I absolutely loved to swing when I was a little girl! No matter where we lived we always had a swing in our yard. One of my favorites was an old stool top that my Dad drilled a hole through the center, and suspended from an old mesquite tree. That was a great swing, because I could swing and spin! I still have a small scar on the inside of my thigh from where I spun that rope so tight before letting go that it pinched my skin. I have spent countless hours of my childhood swinging..... pumping my legs and throwing my head back feeling the wind on my face and blow through my hair. That point of letting go and arcing through the air is so exhilarating. I think it is very interesting that as a child much of my favorite playtime was spent in various forms of letting go....running through the sprinkler, riding my bike up a hill and coasting down with my legs out, and rolling down our back yard hill, but as a grown up letting go is one of the most difficult things I face.

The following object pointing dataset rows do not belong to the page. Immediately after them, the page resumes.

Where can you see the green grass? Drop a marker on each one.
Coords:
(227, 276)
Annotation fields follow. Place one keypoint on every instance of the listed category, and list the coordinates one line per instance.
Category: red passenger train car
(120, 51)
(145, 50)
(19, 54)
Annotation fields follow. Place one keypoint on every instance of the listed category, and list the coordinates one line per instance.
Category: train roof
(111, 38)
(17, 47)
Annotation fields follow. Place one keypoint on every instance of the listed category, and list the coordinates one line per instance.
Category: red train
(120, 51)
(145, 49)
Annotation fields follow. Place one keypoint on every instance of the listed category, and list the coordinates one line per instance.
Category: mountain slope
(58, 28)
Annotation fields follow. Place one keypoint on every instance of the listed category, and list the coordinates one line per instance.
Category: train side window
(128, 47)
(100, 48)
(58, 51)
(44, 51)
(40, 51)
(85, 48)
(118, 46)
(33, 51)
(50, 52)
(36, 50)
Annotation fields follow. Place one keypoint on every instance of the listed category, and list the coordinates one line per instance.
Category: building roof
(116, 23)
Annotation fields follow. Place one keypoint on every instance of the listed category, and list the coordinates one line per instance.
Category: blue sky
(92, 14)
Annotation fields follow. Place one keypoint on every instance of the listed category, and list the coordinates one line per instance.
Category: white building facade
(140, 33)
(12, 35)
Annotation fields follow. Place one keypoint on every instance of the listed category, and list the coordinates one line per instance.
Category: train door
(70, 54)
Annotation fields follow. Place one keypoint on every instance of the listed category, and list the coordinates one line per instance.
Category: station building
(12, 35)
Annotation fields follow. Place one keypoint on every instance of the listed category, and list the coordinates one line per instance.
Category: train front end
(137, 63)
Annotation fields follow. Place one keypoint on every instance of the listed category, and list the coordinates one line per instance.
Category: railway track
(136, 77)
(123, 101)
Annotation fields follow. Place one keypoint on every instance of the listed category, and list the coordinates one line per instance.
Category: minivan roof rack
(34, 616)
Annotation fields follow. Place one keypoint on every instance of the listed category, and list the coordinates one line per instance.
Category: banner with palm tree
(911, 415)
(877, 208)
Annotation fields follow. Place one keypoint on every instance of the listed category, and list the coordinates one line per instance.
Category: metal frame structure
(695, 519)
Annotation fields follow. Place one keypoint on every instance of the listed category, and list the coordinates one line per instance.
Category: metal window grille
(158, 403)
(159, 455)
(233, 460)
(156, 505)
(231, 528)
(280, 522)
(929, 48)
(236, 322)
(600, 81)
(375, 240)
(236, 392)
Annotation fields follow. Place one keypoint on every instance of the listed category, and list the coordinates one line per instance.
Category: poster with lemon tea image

On September 2, I traveled to San Marcos to speak to the San Marcos MOPS group about my journey through motherhood as expressed in my book, The Butterfly Knight. On my hour trip I thought about what I was going to say...how I would convey the idea that we are all born perfectly and that as mother's we need to let go of our children lovingly and trust the voice of God to guide them on the path He has chosen for them. This idea of letting go of my son's journey does not leave me feeling exhilarated like that swing did from my youth. When I pulled up into the parking lot at the First Baptist Church in San Marcos where I was speaking and parked my car, looking out my window, this is what I saw a few feet away....
This swing whispered to me to come and play. The grown up in me knew I had to unpack my car and get inside and prepare for my presentation....but that swing would not let me go! I got out of my car and climbed on and I swung! Now it wasn't the full tilt swinging of my childhood with my head thrown back, but I did let go for a few minutes and swing! It was a conscious choice to seek joy in the face of fear. I know that swing helped me prepare for my presentation. And that swing inspired my new art I finished today....
Let go and discover the joy that is waiting for you!!